On 1 September 2018, Dybala made his 100th Serie A appearance for Juventus, coming on as a late second-half substitute in a 2–1 away win over Parma. On 2 October, Dybala scored a hat-trick in a 3–0 home win over Young Boys in the Champions League. In Juventus's following Champions League group match on 23 October, Dybala scored the only goal of the game in a 1–0 away win over Manchester United. With the arrival of Cristiano Ronaldo, Dybala was often deployed out of position in a deeper role by manager Allegri during the 2018–19 season; as a result of this positional switch, as well as struggles with injuries, and difficulties with his manager, Dybala suffered a loss of form, and his goalscoring output decreased significantly, as he managed to score only five goals in 30 league matches, and 10 goals across 42 appearances in all competitions. However, Juventus managed to retain the Serie A title.

Following a disappointing 2018–19 campaign, Dybala was initially linked with moves to Premier League sides Manchester United and Tottenham, although he ultimately remained with Juventus for the 2019–20 season.

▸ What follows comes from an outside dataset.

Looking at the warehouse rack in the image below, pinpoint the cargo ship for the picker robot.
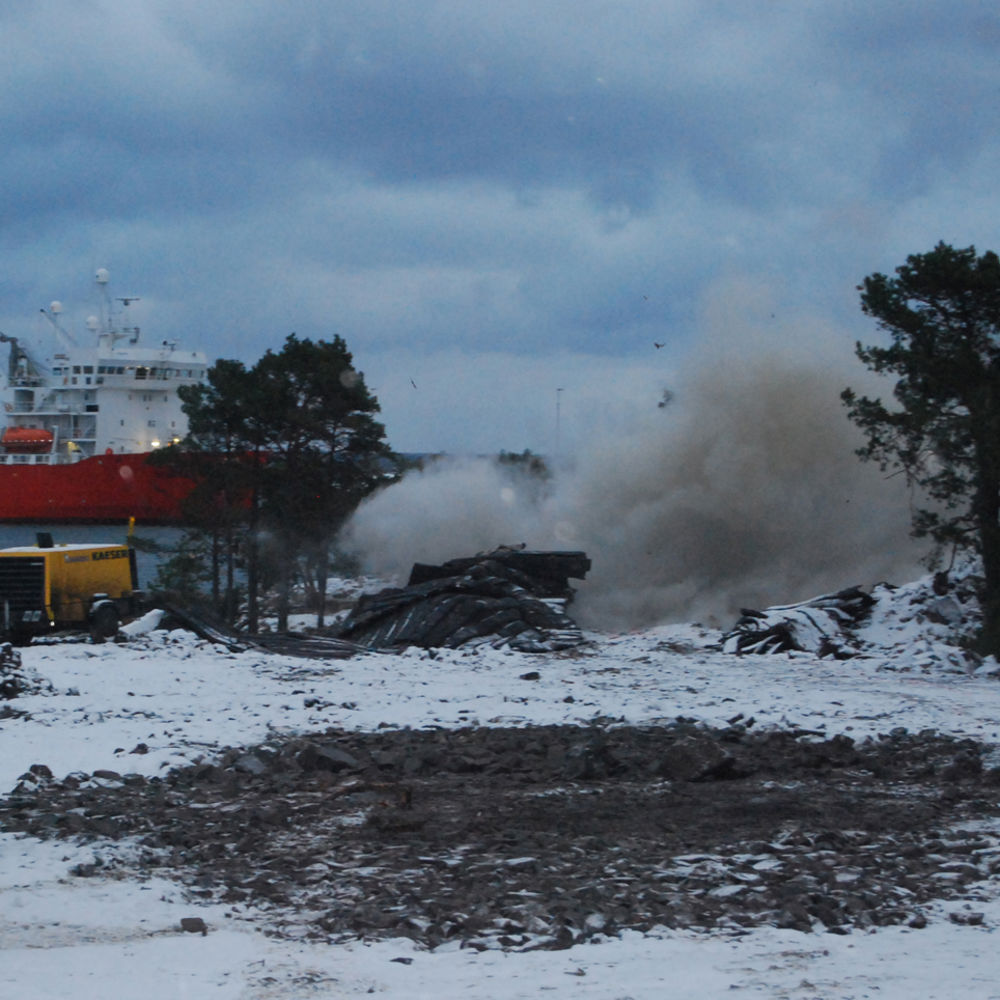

Although he was initially not expected to start under the club's new manager Maurizio Sarri, he eventually broke into the first XI and scored his first goal of the season on 6 October 2019, in a 2–1 away win over rivals Inter, to help his side overtake the Nerazzurri at the top of the Serie A table. On 7 December, he made his 200th appearance for Juventus in a 3–1 away defeat to Lazio in Serie A.

In the 2020 Coppa Italia Final against Napoli on 17 June, following a 0–0 draw after regulation time, Dybala missed Juventus's first spot-kick in the resulting shoot-out, with his shot being saved by Alex Meret; Napoli ultimately won the match 4–2 on penalties. At the end of the season, Dybala was awarded the Serie A MVP award for the 2019–20 season. He finished the campaign with 11 goals and 6 assists, helping Juventus win their 9th consecutive title.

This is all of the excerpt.